Much like accounting firms a few decades ago, law firms are now in a period of consolidation. In many situations, the general consensus is that bigger is better because a deep bench in a wide variety of practice areas and a wide net of offices around the world meets the needs of clients, consultants say.
But many firms have their eyes on Texas firms in particular because of the strength of its economy, the number of corporate headquarters in Texas, and the growing number of lawyers in the state. According to the State Bar of Texas, 90,485 lawyers were actively practicing in Texas in 2017, up from 73,308 in 2007.
Marcie Shunk, a law firm consultant at The Tilt Institute in Houston, said Texas has been an active merger market for several years, but the merger mania slowed after Houston’s Fulbright & Jaworski combined with the U.K. firm Norton Rose in 2013.
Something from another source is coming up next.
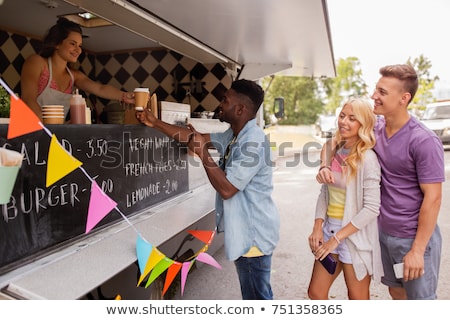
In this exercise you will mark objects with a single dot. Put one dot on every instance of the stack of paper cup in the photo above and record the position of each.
(53, 114)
“I don’t think there was a correlation per se, but that’s when things started to shift,” she said. Indeed, it was after Texas firms turned gun-shy about mergers that some out-of-state firms started moving into Texas and opening offices there.
The influx of those branch offices—from such Big Law powerhouses as Latham & Watkins and Kirkland & Ellis—prompted some Texas firms to rethink the possibilities of a merger. “As some of the incumbent Texas firms looked around…[they recognized that] the market was going to become increasingly high-end and noisy with the addition of the other competitors,” she said.
Batz noted that in law firm economics, scale matters. So some large Texas firms that so far have avoided a merger may now consider going that route.
Shunk, Barnard and Batz each said they expect to see more mergers involving Texas firms in the future. Batz said he is approached at least once a month by an Am Law 200 firm in the Midwest that is interested in a deal in Texas.
“The Texas market is the New York of the South,” he said. “It dwarfs numerous markets around the country. It just continues to be a market that makes firms starry-eyed.”